2) Rebuild and rezone smaller and denser, but stop at bike distances.
3) Rebuild and rezone smaller and denser, to walking distances. Walking distances have to be very dense because people walk slowly.
The first is unworkable - 2% of journeys done on bikes today is not going to boost to 90%+ journeys done on bikes just by taking the cars away. The distances in the world today are built for cars.
The second has all the costs of cars but on a smaller scale. It has all the costs of rebuilding and rezoning. It has all the social unfairness of still needing a personal transportation device. And on top of that it has all the problems of bikes that I've been listing because they're not very good compared to cars.
The third, done well, has the massive advantages that you don't need a vehicle and get more money in your pocket. The cost of having to use walking effort instead of driving is offset by the fact that you don't have to walk far. The disadvantages of not having a vehicle are traded off with the advantages of not needing a vehicle. More people get a first-class experience of life.
The first is cheap but it won't work. People need cars now because everything is so far apart and it was built far apart because everyone else has cars. The second and third are not going to happen because rebuilding is expensive and people don't want to give up their cars. But if they did happen, the second is a chance to make hundreds of millions of people's lives simpler, cheaper, easier, less hassle, and lower global resource use, not done, stopped short of that, deliberately to make people have to use bikes just for the sake of people using bikes. It's a /tragedy/.

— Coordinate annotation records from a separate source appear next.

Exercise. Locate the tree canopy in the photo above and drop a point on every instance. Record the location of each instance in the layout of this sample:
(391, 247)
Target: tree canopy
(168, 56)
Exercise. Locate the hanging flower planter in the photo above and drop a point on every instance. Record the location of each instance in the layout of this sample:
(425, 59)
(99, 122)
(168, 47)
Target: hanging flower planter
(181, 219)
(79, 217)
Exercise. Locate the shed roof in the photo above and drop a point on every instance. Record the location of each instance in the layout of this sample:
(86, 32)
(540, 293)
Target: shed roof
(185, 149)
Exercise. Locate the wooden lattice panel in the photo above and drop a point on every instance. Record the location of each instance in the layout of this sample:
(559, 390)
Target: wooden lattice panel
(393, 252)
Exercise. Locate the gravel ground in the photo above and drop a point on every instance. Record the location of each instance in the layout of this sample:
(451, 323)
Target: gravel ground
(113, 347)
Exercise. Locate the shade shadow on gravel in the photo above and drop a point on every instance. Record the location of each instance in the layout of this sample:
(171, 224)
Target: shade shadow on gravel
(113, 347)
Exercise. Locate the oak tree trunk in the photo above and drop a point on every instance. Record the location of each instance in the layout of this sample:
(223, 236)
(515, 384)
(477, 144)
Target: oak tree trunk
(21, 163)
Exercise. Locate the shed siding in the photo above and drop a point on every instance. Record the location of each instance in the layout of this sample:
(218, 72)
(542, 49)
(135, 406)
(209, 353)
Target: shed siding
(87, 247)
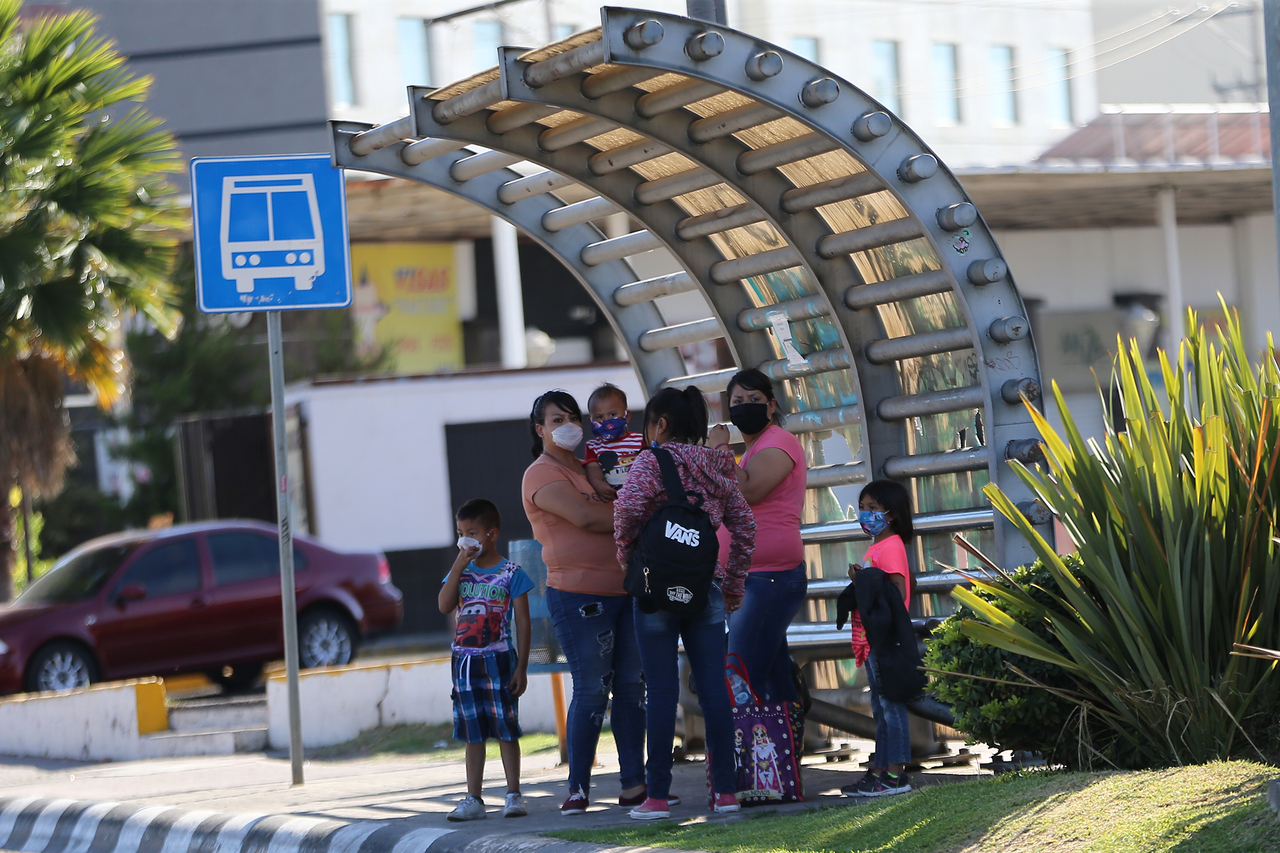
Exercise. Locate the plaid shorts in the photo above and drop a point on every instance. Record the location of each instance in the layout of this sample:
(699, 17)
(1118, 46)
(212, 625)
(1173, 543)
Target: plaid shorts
(483, 706)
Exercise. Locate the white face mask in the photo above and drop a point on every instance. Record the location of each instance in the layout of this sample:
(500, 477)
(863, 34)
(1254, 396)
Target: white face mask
(567, 437)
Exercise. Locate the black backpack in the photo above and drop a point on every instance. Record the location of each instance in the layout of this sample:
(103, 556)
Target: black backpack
(673, 564)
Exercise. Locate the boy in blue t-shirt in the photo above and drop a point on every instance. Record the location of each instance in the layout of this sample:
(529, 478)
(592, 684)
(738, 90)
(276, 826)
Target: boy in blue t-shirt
(489, 673)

Even if the third happened perfectly, that wouldn't stop you from riding your bike to work. What it would mean is you wouldn't have to. Most people wouldn't have to, and wouldn't. If the second happened, it would mean most people couldn't avoid riding a bike to work because work was deliberately zoned too far to walk to prop up bike use.
> yet I keep pointing out consistently that I'm primarily focused on bikes vs cars
I'm primarily focused on humans vs vehicles. Bikes and cars both go on the vehicle side. I criticised biking to work, I have kept criticising biking in every reply, that's not moving goalposts unless you think I was cricitising bikes in favour of cars - I wasn't, I was just criticising bikes. Like the parent three posts to that one is "There's also a lot more people biking now and I'm hopeful that it will help shape future legislation to make the city even more bike friendly" - why? Why hope to make legislation to make the city more bike friendly instead of hoping to make the city rezone so people can live and work close enough that they don't need vehicles? "I want to see more bikes" why do you?